If the president is serious about his State of the Union promise to “grow the middle class,” he needs to approve the Keystone XL pipeline.
Last year, the administration blocked construction of the project, which would carry 830,000 barrels of crude oil from Canadian shale formations to American refineries in the Gulf Coast. The White House recently announced it would not reconsider Keystone approval for another six months. However, newly appointed Secretary of State John Kerry has hinted officials may decide sooner.
Keystone XL is a clear win-win for consumers and producers. Construction and operation of the pipeline would create an estimated 20,000 jobs. U.S. refineries would produce more gasoline, diesel fuel and other petroleum products that are part of countless consumer products. And increasing the southward flow of crude oil would help cement energy relations with Canada and reduce imports from less reliable countries. Keystone XL would help move this country toward less dependence on Middle East oil — a stated goal of U.S. policy since the 1973 Arab Embargo 40 years ago.

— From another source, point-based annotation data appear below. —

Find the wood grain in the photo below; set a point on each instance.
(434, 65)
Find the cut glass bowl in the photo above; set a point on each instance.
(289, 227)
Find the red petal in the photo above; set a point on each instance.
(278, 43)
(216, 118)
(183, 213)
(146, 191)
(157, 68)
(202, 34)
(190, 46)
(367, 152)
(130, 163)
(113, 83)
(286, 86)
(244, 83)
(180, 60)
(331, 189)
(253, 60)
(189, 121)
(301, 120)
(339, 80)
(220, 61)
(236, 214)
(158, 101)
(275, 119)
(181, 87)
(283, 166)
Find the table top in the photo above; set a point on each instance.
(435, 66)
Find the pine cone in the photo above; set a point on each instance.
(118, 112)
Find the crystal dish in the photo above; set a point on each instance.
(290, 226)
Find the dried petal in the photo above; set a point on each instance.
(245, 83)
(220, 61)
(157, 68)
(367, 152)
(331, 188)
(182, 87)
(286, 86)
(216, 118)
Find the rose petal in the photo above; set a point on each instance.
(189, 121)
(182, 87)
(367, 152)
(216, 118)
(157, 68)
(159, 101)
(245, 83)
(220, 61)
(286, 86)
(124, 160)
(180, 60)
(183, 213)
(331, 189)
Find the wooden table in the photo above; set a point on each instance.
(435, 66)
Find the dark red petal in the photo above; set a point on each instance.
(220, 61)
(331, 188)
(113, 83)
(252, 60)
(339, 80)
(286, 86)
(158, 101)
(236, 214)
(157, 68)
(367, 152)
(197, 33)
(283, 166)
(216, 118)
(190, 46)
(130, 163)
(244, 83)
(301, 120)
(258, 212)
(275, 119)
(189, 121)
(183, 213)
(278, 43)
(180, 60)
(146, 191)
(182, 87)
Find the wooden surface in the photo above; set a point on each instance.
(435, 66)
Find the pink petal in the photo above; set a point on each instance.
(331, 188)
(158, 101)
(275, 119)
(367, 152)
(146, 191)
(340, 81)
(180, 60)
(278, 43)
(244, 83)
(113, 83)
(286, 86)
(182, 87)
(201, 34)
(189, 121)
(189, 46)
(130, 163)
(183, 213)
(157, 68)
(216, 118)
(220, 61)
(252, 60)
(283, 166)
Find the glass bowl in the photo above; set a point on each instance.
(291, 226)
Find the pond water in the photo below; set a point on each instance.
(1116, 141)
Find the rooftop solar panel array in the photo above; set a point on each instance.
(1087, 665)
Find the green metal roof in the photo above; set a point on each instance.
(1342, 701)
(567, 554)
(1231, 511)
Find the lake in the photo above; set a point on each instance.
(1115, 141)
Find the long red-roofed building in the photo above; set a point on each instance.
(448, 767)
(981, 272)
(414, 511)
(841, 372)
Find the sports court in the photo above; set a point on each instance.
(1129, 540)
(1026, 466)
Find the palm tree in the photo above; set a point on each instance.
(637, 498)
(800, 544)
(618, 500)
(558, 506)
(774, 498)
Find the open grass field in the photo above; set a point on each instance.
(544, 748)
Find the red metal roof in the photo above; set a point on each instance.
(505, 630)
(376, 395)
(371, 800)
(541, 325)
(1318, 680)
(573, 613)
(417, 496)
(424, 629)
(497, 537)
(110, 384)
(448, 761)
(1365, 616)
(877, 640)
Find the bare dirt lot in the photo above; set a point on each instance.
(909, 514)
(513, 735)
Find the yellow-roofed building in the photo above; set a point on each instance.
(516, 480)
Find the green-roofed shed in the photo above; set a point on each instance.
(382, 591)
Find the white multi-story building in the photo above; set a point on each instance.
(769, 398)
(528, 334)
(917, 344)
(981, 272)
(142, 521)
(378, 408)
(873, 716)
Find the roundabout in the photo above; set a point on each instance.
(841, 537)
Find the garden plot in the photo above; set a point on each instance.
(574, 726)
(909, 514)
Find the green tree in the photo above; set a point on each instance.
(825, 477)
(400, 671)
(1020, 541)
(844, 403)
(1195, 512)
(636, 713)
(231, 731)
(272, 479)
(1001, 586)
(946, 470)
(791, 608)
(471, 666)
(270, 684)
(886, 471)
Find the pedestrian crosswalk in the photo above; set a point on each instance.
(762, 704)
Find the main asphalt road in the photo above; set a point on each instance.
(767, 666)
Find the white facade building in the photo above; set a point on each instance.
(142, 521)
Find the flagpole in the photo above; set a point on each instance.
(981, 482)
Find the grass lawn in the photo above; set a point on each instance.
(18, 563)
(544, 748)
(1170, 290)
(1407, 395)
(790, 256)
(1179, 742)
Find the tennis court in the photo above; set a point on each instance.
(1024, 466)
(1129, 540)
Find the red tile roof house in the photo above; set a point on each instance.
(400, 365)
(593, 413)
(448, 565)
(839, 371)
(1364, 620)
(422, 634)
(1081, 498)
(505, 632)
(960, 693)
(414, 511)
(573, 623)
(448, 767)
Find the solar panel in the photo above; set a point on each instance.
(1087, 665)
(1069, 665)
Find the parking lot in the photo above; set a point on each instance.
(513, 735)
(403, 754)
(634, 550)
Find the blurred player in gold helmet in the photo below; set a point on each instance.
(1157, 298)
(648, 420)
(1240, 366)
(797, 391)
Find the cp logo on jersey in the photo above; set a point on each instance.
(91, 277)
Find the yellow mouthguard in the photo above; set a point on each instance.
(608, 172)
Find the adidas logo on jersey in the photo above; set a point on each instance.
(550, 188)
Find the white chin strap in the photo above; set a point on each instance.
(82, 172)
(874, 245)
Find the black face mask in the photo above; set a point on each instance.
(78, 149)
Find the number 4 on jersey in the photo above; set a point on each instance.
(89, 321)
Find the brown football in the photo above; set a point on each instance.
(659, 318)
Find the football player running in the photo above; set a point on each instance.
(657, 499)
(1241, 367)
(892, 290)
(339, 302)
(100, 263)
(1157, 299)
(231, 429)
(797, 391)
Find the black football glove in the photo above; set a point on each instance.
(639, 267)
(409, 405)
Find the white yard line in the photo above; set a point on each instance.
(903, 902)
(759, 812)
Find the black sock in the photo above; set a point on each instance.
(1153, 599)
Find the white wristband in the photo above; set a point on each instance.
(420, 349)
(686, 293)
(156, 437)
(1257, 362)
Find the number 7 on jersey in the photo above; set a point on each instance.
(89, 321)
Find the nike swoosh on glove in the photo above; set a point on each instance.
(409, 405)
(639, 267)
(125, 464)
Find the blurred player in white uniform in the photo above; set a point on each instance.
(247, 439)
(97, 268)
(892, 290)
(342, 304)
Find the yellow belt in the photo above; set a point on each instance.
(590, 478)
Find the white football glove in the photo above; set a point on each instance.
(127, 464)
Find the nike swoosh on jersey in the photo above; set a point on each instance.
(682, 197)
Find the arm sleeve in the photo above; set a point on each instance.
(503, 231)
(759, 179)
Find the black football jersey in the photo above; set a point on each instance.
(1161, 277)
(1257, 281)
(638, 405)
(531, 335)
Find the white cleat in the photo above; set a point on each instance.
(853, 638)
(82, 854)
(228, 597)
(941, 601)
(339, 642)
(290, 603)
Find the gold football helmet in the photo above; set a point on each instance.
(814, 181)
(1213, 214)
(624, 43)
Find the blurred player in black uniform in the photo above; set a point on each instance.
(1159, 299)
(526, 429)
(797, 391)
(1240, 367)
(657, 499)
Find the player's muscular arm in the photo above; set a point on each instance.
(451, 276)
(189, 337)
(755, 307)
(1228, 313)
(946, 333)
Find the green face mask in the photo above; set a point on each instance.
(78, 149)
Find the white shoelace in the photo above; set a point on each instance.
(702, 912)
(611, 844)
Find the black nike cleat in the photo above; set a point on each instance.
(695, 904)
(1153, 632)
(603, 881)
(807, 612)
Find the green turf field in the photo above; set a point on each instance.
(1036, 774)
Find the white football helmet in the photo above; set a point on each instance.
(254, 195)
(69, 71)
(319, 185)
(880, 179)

A chief criticism of the pipeline is that it would contribute to global climate change. The Sierra Club even condones “civil disobedience” — that is, breaking the law — to stop the project. Indeed, the club's president recently joined a gaggle of C- and D-list celebrities at a Keystone protest where invite-only participants zip-tied themselves to the gates of the White House. But the truth is that burning all of the pipeline's deliveries will have no measurable effect on global climate, according to official climate models.